I really don't think you can win, though. If you keep putting your prices up by 50p every six months, people complain that you're always trying to rinse them more and hoping to sneak it in gradually so they don't realise the full extent of it; but if you absorb rising costs as long as you can before the cost you charge inevitably has to rise to a realistic amount, people will say "Goodness, 17%?! I didn't get a 17% increase this year; don't you know there's a cost of living crisis on?!"

AntiqueBabyLoanSmurf · 18/04/2026 19:17

Nearly50omg · 18/04/2026 17:47

Do you get wage increases At work? Notice the price of food petrol electricity rent etc has all gone up?

Indeed. One problem of the skyrocketing CoL is that people think that others are trying to cash in on it by raising their prices and aren't showing any consideration of how people are meant to cope with it... without quite getting it that it's affecting them just as much!

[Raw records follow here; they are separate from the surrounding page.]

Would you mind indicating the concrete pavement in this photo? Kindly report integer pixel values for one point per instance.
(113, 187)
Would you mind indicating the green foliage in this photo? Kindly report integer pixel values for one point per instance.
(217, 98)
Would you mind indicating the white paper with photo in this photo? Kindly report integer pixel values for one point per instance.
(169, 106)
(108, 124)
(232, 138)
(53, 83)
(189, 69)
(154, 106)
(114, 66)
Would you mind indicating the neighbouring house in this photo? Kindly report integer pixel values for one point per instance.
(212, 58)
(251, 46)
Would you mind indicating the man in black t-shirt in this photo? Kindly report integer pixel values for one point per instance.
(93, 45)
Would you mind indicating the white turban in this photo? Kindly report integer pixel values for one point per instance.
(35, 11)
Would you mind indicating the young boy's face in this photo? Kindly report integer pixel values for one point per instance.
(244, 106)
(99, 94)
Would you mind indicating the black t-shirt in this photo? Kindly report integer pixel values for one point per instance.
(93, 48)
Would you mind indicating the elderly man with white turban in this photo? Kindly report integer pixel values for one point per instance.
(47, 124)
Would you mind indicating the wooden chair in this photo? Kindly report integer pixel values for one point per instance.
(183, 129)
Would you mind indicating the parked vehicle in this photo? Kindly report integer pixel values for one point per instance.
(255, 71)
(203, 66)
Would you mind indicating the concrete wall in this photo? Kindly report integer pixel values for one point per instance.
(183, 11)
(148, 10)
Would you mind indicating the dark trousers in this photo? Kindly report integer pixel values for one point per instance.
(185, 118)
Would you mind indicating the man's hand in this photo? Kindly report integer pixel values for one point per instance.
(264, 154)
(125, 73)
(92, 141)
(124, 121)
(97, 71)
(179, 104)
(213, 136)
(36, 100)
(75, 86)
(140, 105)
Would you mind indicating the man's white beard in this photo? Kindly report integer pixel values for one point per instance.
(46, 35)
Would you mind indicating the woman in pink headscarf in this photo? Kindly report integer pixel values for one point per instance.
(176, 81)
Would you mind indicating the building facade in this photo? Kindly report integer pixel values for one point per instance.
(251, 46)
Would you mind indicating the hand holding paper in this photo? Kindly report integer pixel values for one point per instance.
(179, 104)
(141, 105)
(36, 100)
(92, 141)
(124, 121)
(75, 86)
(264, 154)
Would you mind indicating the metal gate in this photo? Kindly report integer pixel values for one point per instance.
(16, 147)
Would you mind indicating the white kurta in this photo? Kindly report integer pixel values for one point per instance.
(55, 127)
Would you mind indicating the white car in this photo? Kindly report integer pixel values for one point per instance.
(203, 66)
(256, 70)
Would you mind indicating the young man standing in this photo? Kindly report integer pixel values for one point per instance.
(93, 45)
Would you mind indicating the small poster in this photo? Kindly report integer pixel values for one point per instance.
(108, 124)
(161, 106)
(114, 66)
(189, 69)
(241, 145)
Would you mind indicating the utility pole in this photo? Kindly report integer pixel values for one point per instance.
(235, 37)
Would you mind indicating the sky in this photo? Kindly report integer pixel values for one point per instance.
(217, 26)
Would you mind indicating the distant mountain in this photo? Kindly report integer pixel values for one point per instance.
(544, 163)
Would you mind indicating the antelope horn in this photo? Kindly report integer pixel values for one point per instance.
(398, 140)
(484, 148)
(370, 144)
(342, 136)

Holdinguphalfthesky · 18/04/2026 19:32

I don’t think I’ve wilfully misinterpreted anyone to be honest. I think it’s reasonable to OP to put her prices up. Just because you may think it will price some people out, should she absorb the extra costs and see her own real income falling so that some other people don’t have to clean their own homes? She isn’t a charity. If you can’t afford a cleaner you can’t have one, simple as that. And someone who’s self employed, who has to pay their tax, national insurance, holiday, sick, travel time, and breaks on one hour’s wage isn’t going to be making NMW if she is taking £15 for an hour’s actual work, for two hours of her working day when you factor in travelling time to that job. So then she’ll have to get another job and the clients will lose out anyway.

AnOldCynic · 18/04/2026 19:34

I think that’s fair. My cleaner did similar, asked first and I said of course. And make sure any new clients are on the higher rate from the start too.

Kelta · 18/04/2026 19:35

Nearly50omg · 18/04/2026 17:47

Do you get wage increases At work? Notice the price of food petrol electricity rent etc has all gone up?

No, I work for myself and so I have to pay my cleaner out of my taxed income which means that if she’s £25 an hour I have to earn much
more than that.

Holdinguphalfthesky · 18/04/2026 19:36

Kelta · 18/04/2026 19:35

No, I work for myself and so I have to pay my cleaner out of my taxed income which means that if she’s £25 an hour I have to earn much
more than that.

But, does that mean she shouldn’t earn that much?